Mercado de insumos agrícolas enfrenta pressão de crédito, clima e cenário global
O mercado brasileiro de insumos agrícolas atravessa um período de maior cautela, marcado pela combinação de crédito mais restrito, juros elevados, redução na disponibilidade de recursos e incertezas provocadas pelo cenário climático e geopolítico. O assunto está entre os principais temas discutidos no 15º Congresso da Associação Nacional dos Distribuidores de Insumos Agrícolas e Veterinários (Andav), realizado em São Paulo.
O momento atual contrasta com os anos de 2020 a 2022, quando os preços das principais commodities agrícolas permaneceram em níveis elevados e estimularam investimentos e expansão de negócios em diferentes segmentos do agronegócio. Agora, com a perda de força das cotações dos grãos e condições financeiras mais apertadas, produtores e empresas ligadas à distribuição de insumos precisam rever estratégias.

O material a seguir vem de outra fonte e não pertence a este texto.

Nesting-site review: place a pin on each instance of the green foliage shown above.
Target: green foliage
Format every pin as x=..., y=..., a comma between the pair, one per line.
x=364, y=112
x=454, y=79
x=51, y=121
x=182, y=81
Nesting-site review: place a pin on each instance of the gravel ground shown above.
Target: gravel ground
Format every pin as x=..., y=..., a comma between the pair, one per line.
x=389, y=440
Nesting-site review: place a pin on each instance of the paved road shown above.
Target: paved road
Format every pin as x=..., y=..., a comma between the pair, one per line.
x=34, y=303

Para Alberto Yoshida, diretor conselheiro da Andav e responsável pelo grupo de trabalho de pesquisa da entidade, o setor começa a sentir os efeitos dos investimentos realizados durante o período de maior valorização das commodities. A redução da margem financeira no campo acaba refletindo diretamente sobre toda a cadeia de fornecimento.
A dificuldade de acesso ao crédito é um dos pontos de maior atenção. Com menos recursos disponíveis para financiar a atividade rural e custos financeiros mais elevados, produtores tendem a adotar maior cautela na compra de fertilizantes, defensivos e outros produtos necessários para a produção. Esse movimento também representa um desafio para os distribuidores, que dependem da movimentação do campo para manter seus negócios.

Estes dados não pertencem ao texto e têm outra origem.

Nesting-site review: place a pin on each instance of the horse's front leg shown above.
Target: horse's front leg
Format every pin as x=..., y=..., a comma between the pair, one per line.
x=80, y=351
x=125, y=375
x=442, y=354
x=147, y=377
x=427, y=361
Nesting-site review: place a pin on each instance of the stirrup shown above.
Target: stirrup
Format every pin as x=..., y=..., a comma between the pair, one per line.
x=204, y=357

Além da menor disponibilidade de crédito, as distribuidoras enfrentam aumento das próprias despesas. Combustíveis e energia elétrica estão entre os custos que pressionam as operações, elevando as despesas logísticas e de funcionamento justamente em um período de maior necessidade de controle financeiro.
Outro fator que acrescenta incerteza às decisões do setor é a possibilidade de influência do fenômeno El Niño sobre as condições climáticas. Mudanças no regime de chuvas e nas temperaturas podem interferir no planejamento das lavouras, afetando tanto a produtividade quanto a definição do momento e da quantidade de insumos utilizados pelos agricultores.
No cenário internacional, as tensões geopolíticas também permanecem no radar. Alterações no comércio mundial, conflitos, logística e disponibilidade de matérias-primas podem provocar mudanças nos custos e na oferta de produtos importantes para a agricultura brasileira.
Diante desse ambiente, distribuidores e fabricantes de insumos precisam equilibrar estoque, crédito, custos operacionais e relacionamento com os produtores. A capacidade de adaptação tende a ganhar ainda mais importância em um mercado no qual as margens estão mais pressionadas e as decisões de compra passam a ser tomadas com maior cautela.
Para o produtor rural, o cenário reforça a importância do planejamento financeiro e da análise dos custos de produção antes da definição das compras para a próxima safra. Já para o setor de distribuição, o desafio está em manter o atendimento ao campo sem ampliar excessivamente a exposição financeira.
O mercado de insumos, portanto, entra em uma fase de ajustes. Depois de um ciclo de forte expansão impulsionado pelos preços das commodities, o setor agora precisa lidar com uma realidade de crédito mais caro, custos elevados, incertezas climáticas e um ambiente internacional instável. A combinação desses fatores deve continuar influenciando as estratégias do agronegócio brasileiro nos próximos meses.